Design lead for Juicebox, a new kind of data visualization product. · Author has 132 answers and 207.7K answer views · 8y ·
This is an odd question. Data has always been visualized in traditional reporting, even if that’s only through the visual representation of numbers (i.e. whether I say that value is 12.31 or a bar ||||||||| (this) wide. Both are visuals that communicate with different qualities and emphasis).
I’m assuming the question is intended to be more about traditional vs. more modern ways of communicating data. In that case…
Traditional reporting tends towards:
- High specificity: tables, tables, tables. Good for knowing exact values. Bad for communicating the real value or context of those numbers.

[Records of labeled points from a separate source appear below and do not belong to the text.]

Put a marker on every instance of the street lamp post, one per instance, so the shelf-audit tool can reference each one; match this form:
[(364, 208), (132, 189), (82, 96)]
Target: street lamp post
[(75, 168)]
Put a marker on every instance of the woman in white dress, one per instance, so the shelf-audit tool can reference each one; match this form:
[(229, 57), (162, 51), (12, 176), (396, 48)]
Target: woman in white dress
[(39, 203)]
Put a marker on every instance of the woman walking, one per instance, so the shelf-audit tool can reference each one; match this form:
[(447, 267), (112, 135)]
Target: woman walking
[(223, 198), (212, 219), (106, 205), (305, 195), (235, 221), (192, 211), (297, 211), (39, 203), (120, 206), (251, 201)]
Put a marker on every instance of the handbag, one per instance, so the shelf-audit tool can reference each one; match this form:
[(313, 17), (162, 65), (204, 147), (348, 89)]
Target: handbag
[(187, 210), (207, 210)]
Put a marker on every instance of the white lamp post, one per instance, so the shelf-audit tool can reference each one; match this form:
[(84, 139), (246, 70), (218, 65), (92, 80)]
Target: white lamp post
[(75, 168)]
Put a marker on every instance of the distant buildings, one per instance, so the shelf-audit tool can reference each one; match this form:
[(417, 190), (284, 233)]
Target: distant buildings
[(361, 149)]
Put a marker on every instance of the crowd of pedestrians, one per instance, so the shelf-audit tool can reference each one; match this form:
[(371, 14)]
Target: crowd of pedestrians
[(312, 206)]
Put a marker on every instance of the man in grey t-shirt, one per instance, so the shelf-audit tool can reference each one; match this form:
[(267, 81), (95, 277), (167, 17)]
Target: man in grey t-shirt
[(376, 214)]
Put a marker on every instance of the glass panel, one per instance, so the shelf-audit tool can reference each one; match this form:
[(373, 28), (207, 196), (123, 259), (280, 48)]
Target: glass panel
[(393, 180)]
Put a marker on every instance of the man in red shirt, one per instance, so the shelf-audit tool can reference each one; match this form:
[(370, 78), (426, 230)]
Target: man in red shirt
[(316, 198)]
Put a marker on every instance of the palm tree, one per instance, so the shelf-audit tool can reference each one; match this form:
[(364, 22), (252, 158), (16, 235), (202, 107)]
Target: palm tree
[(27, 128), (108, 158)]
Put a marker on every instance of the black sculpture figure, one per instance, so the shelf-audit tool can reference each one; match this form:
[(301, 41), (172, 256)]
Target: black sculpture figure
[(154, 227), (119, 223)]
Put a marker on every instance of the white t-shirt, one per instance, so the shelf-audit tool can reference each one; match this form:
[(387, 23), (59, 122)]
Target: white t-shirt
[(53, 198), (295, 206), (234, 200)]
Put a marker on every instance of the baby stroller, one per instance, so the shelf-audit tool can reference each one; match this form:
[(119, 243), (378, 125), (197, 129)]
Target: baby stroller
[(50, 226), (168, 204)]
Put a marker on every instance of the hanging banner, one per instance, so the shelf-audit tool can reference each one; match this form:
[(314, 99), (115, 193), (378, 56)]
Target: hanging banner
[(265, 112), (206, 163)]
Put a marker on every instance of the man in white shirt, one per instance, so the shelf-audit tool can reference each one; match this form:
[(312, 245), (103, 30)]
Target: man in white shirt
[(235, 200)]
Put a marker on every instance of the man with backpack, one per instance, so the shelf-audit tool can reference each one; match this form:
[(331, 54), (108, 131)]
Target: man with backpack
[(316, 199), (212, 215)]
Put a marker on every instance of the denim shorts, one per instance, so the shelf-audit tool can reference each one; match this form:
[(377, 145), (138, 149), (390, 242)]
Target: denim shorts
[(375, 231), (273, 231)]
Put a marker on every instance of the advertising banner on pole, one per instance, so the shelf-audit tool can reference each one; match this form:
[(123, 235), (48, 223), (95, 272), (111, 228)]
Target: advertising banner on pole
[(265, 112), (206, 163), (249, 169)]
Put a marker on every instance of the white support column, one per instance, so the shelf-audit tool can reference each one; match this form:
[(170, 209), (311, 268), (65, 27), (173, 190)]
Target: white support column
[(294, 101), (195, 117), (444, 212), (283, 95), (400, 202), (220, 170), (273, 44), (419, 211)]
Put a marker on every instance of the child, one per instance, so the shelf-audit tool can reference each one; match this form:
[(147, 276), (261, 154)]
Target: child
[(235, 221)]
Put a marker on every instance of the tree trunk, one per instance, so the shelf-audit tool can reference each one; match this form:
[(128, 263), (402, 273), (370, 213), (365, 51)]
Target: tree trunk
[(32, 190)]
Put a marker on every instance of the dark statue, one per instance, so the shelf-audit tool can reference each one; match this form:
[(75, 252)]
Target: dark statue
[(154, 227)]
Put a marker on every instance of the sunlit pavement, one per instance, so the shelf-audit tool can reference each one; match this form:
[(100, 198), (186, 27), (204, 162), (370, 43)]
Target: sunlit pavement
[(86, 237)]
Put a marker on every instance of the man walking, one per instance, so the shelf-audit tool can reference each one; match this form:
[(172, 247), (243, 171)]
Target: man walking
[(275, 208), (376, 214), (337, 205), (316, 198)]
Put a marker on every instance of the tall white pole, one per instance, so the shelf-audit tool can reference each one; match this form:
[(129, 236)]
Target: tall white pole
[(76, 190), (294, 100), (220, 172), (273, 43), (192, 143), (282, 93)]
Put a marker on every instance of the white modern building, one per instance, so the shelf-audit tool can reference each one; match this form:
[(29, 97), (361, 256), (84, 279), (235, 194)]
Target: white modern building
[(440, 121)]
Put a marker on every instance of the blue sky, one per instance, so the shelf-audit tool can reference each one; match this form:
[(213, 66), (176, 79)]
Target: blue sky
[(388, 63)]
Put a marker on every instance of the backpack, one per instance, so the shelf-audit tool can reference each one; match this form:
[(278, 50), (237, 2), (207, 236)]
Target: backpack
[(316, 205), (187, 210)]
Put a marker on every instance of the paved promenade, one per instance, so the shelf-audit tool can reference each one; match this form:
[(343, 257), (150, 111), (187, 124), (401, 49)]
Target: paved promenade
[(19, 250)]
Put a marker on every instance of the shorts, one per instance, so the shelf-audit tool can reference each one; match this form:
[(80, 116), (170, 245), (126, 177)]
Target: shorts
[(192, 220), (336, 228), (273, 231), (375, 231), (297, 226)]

- Static data methods: Whether a monthly excel spreadsheet, powerpoint, or PDF report, the results are rather fixed, with little to no room for exploring other questions not already answered. One may argue that excel provides full flexibility, but in practice this isn’t very true since these rows are often already highly aggregated and you have to generally be an expert in excel to answer some very common sense questions.
- Poor design: Relatively speaking, little design thinking used to be applied to reporting methods. In response, phrases like chart junk, data-to-ink ratio, and context + focus emerged to describe techniques with more design thinking applied.
Modern Reporting tends towards:
- Seeing patterns: Instead of leading with specific values, starting with the context of values allows anyone to recognize patterns and discern their relative importance more easily. Only after seeing areas of interest is the focus set on the specific values. This is context + focus in a nutshell.
- Self-serve, flexible data answers: data visualization design methods, whether in an interactive web based form or not, allow more data to be assessed more quickly. On the web it may be accomplished through techniques like dynamic filtering, or in print through things like small multiples (basically, lots of small snapshots of the same chart allowing vast amounts of data to be compared). The best web-based reporting is also always up to date, so if you need an answer half-way through the month you don’t need to wait another 2 weeks to get it.
- Better design: Data is like a 21st century paint. It’s a new medium to be mastered by art and design to speak to the world, and, hopefully, tell it something worthwhile. Modern reporting favors what is easy for people to understand and work with, instead of what’s easy for programming and databases to work with.